Ghostface has definitely never fallen off, but striking that balance seems to have gotten tougher — even a gem like Fishscale was aggressively focused on hard beats and drug raps, and Ghostdini: Wizard of Poetry in the Emerald City took a significantly less successful swing at modern R&B. Especially coming off that album, maybe the only fullblown misstep Ghost has ever made, it’s tantalizing to crack into Apollo Kids, named after one of the best tracks from Clientele. Such obvious attempts to reclaim a peak can be painful — remember how we all groaned at Stillmatic? — but Ghost damn near delivers on the promise.

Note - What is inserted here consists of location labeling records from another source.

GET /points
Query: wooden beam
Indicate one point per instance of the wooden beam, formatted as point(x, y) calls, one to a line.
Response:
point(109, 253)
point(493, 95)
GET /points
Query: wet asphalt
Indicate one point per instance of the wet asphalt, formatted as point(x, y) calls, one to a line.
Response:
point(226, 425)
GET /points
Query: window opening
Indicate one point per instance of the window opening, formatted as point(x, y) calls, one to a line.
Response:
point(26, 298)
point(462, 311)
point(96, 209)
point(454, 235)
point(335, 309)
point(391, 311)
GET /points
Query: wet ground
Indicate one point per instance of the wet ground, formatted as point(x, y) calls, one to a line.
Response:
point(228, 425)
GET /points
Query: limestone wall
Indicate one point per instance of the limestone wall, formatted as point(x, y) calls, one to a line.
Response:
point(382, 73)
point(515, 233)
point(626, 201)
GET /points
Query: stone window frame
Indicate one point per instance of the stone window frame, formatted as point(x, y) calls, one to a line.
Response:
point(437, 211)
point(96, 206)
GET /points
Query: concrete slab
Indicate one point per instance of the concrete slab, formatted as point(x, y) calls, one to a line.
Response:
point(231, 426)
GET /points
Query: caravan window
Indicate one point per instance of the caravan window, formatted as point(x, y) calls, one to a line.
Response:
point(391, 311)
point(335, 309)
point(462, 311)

The nominal single “2getha Baby” comes closest to bridging the two sides of Ghost, but rather than the smooth integration of “Cherchez La Ghost,” it’s a quick cut from soul to boom-bap that’s jarring and electric. The album is punctuated with these little bits of daring, and while the Tears For Fears hook dropped into “Starkology” may be a bridge too far, this is why Ghost will always matter — it sounds like a contradiction, but he’s settled comfortably into the idea that hip-hop is about pushing forward. He’s not trying to deny his age and (metaphorical) weight, though — he and Black Thought give us a firsthand history lesson with “In the Park,” which takes off from early Def Jam rock heaviness, anchored by a grimy guitar line. He also comes with timely grown talk on “Handcuffin’ Them Hoes”: “On some Teena Marie shit/ I’m talkin’ square biz.”
Jay-Z made a splash a few years back by declaring “I don’t wear jerseys/ I’m 30 plus.” But now we’re starting to enter new territory — rappers with still-vital styles and careers who are in their forties and even fifties (GZA, who’s 45, is like a man reborn on “Purified Thoughts”). It’s tempting to think of hip-hop as a game for young folks, and there are certainly rappers out there who lose their edge and fall off. But even Ghost’s harder side always had a little Danny Glover to it, ready to take care of business as necessary but always already too old for this shit. That little creeping hint of weariness or frustration underneath his hunger is what makes Ghost a grown-up rapper — he knows it’s hard out there, and he’s talking to all of us who know it, too. But he also knows that there’s a point to all that struggle, the chance of coming out on top. Ghost has had his share of ups and downs, but Apollo Kids finds him back near the top — and as he puts it here, “Peace to the food chain, that how it meant to be.”